A Standardised Approach for Preparing Imaging Data for Machine Learning Tasks in Radiology
Book Chapter: Artificial Intelligence in Medical Imaging, Springer, pp 61-72
Publishing Date: 30th January 2019
Medical imaging data is now extremely abundant due to over two decades of digitisation of imaging protocols and data storage formats. However, clean, well-curated data, that is amenable to machine learning, is relatively scarce, and AI developers are paradoxically data starved. Imaging and clinical data is also heterogeneous, often unstructured and unlabelled, whereas current supervised and semi-supervised machine learning techniques rely on homogeneous and carefully annotated data.
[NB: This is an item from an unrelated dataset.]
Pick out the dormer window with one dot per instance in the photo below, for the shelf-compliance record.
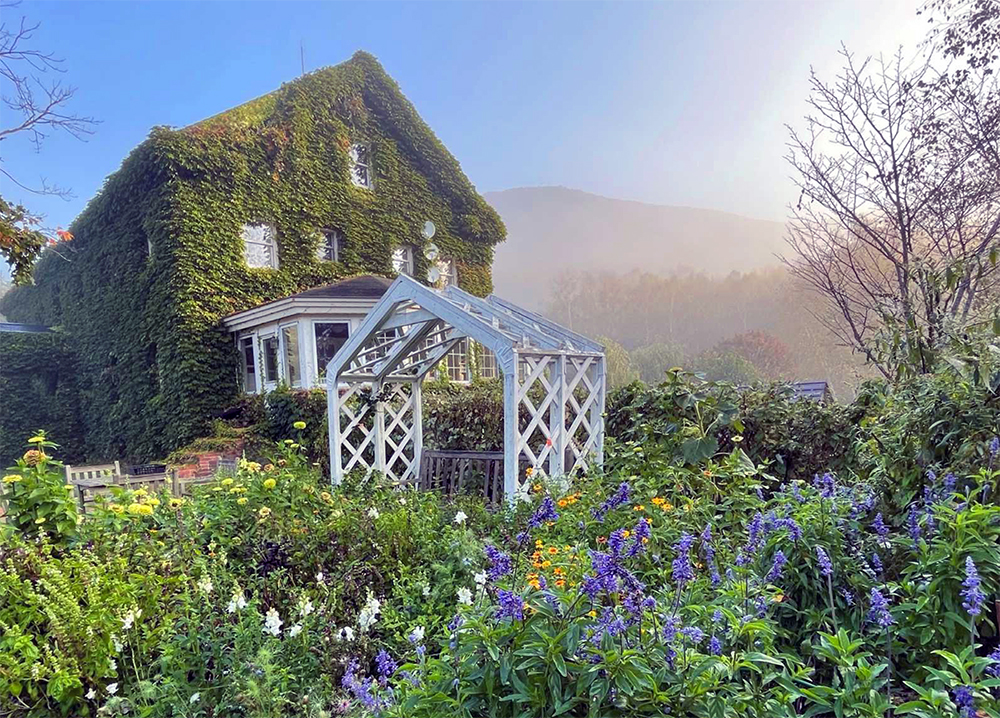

While imaging biobanks contain small volumes of well-curated data, it is the leveraging of ‘big data’ from the front-line of healthcare that is the focus of many machine learning developers hoping to train and validate computer vision algorithms. The quest for sufficiently large volumes of clean data that can be used for training, validation and testing involves several hurdles, namely ethics and consent, security, the assessment of data quality, ground truth data labelling, bias reduction, reusability and generalisability. In this chapter we propose a new medical imaging data readiness (MIDaR) scale. The MIDaR scale is designed to objectively clarify data quality for both researchers seeking imaging data and clinical providers aiming to share their data. It is hoped that the MIDaR scale will be used globally during collaborative academic and business conversations, so that everyone can more easily understand and quickly appraise the relevant stages of data readiness for machine learning in relation to their AI development projects. We believe that the MIDaR scale could become essential in the design, planning and management of AI medical imaging projects, and significantly increase chances of success.